Born on his family’s 100-acre homestead June 19, 1926, in Addy, WA, Larry literally walked uphill both ways in the snow, carrying a metal pail of food, to a one-room schoolhouse.
After serving his country in the Navy with other patriots of the Greatest Generation in World War II, he and his father, Edward Leaf, ran the Addy Garage.
Larry went to college on the GI bill, beginning in engineering, ending instead with math and science degrees, which would take him to four continents to teach thousands of students in the DOD system.
After meeting a fellow world traveler in Germany, he married Faith, a gregarious Japanese-American from Hawai’i, who would be his wife of 40 years.
In 1974 they returned to Larry’s hometown to adopt and raise two Korean daughters, Grace and Anne.
He continued his teaching career in Chewelah until his retirement in the early ‘90s.
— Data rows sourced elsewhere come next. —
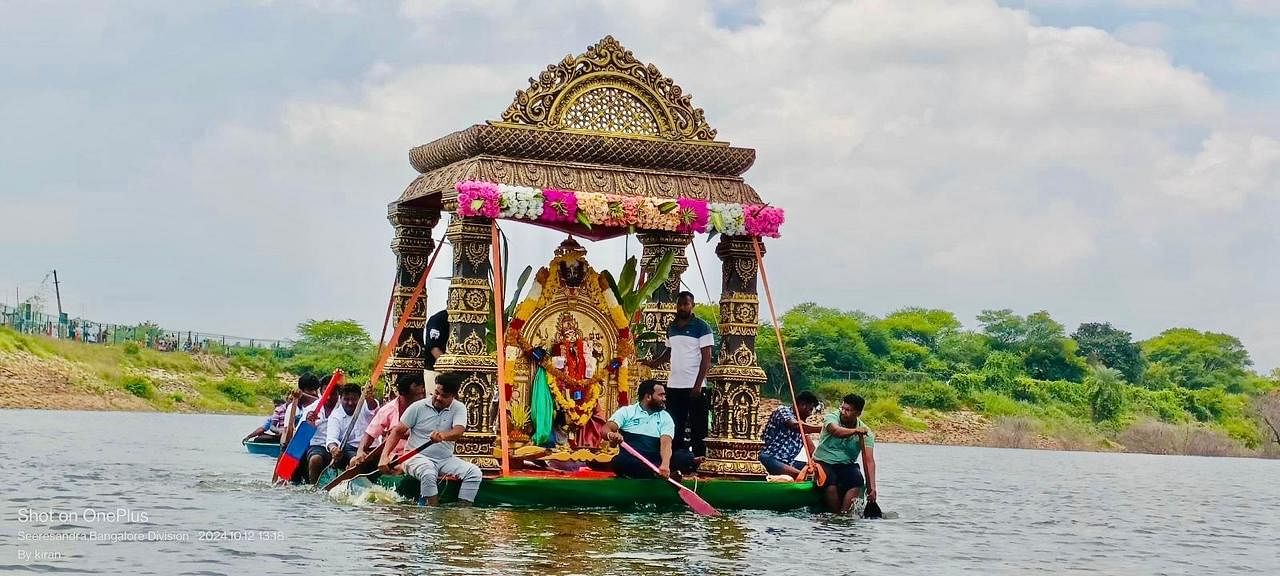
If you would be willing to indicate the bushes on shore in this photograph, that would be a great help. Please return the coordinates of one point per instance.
(1093, 384)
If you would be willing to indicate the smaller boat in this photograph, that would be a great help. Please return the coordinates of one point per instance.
(536, 489)
(263, 447)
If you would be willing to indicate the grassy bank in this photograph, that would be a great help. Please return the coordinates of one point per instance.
(1059, 416)
(44, 373)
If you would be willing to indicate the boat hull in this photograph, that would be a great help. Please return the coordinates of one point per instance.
(547, 490)
(265, 448)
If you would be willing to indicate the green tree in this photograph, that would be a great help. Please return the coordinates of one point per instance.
(1106, 393)
(1112, 347)
(325, 346)
(963, 351)
(1041, 341)
(919, 325)
(1200, 359)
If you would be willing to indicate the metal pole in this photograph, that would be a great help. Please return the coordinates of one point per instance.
(59, 295)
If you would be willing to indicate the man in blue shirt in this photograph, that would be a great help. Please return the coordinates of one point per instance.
(689, 348)
(648, 428)
(782, 439)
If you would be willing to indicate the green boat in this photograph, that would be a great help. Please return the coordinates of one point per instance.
(263, 447)
(604, 490)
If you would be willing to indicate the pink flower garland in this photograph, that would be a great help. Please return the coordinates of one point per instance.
(558, 205)
(693, 215)
(478, 199)
(566, 206)
(762, 220)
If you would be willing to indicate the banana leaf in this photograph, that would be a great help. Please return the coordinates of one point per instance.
(629, 274)
(613, 286)
(656, 280)
(520, 287)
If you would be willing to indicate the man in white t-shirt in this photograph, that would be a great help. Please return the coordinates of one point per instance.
(689, 348)
(442, 420)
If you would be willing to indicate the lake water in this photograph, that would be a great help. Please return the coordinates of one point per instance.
(960, 511)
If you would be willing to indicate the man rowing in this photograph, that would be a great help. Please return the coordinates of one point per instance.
(782, 435)
(316, 457)
(408, 388)
(274, 425)
(341, 432)
(844, 438)
(440, 419)
(648, 428)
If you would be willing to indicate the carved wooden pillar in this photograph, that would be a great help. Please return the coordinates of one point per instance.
(661, 310)
(734, 438)
(412, 246)
(466, 352)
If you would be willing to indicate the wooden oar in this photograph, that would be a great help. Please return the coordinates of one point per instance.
(695, 502)
(355, 470)
(351, 474)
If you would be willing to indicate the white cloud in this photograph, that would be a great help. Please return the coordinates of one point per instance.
(944, 154)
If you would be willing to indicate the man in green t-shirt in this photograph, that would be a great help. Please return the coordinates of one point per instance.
(844, 439)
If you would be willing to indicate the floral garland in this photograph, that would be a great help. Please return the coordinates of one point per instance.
(593, 209)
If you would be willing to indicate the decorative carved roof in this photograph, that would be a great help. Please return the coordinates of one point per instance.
(530, 144)
(438, 183)
(608, 91)
(598, 122)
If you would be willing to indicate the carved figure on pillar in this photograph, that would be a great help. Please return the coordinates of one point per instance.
(661, 310)
(734, 444)
(469, 305)
(412, 247)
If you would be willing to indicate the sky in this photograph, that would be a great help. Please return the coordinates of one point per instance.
(225, 167)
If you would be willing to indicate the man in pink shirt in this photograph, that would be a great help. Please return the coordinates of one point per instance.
(410, 388)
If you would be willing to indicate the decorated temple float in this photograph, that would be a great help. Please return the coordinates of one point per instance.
(598, 146)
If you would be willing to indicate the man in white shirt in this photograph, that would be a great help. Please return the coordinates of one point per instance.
(316, 456)
(341, 438)
(442, 420)
(689, 348)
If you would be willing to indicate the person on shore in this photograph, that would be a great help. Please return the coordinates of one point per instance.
(273, 426)
(844, 438)
(316, 457)
(341, 434)
(408, 388)
(782, 435)
(437, 337)
(309, 389)
(647, 428)
(440, 419)
(689, 348)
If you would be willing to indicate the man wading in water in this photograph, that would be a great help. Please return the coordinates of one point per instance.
(844, 439)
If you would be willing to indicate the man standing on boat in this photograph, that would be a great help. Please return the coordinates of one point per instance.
(437, 337)
(316, 457)
(408, 388)
(442, 420)
(689, 348)
(647, 428)
(782, 435)
(844, 438)
(342, 446)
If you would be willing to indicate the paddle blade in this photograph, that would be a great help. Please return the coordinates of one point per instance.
(695, 502)
(872, 511)
(292, 456)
Career highlights include teaching geology in Iceland, science and math in Ethiopia and computer science in Chewelah just as the age of the personal computer was dawning.
Wanting to be closer to grand kids, he and Faith moved to North Spokane where he could also connect with fellow intellectuals at Whitworth, attending a variety of lectures throughout the city, occasionally giving one himself.
A hopeless audiophile, his music collection ranged from Swiss yodelers to Brahms to Abba.
Larry was a competitive Trivial Pursuit player, one time forcing his family to sit astounded as he answered 23 questions in a row, until he was finally derailed by the dreaded sports question.
He was a fierce Scrabble champ and a bowler.
He was dubbed the family “rock star” because of his enormous rock collection, accumulated from his years of hiking the globe.
His kids never knew that a garage was for parking cars, always assuming that’s where you kept boxes of rocks.
He thrilled family and friends alike when he polished and set pieces of his collection into one-of-a-kind pendants, rings or pins.
Until his recent fall, he taught students English at the Country Homes Christian Church Language School.
He was a safe harbor for newly transplanted refugees, immigrants and expats who needed to improve their English skills to make their way in their adopted homeland.
Larry is survived by his wife, his daughters, their husbands, brother Les, sister Barb (Leaf) Hanley, four grandkids, nieces, nephews and a community touched by his generosity of service and quiet compassion.
A memorial honoring this servant leader will be held Monday, January 14, 2 pm, at Country Homes Christian Church.
In lieu of flowers, donations may be made to the Country Homes Christian Church Language School.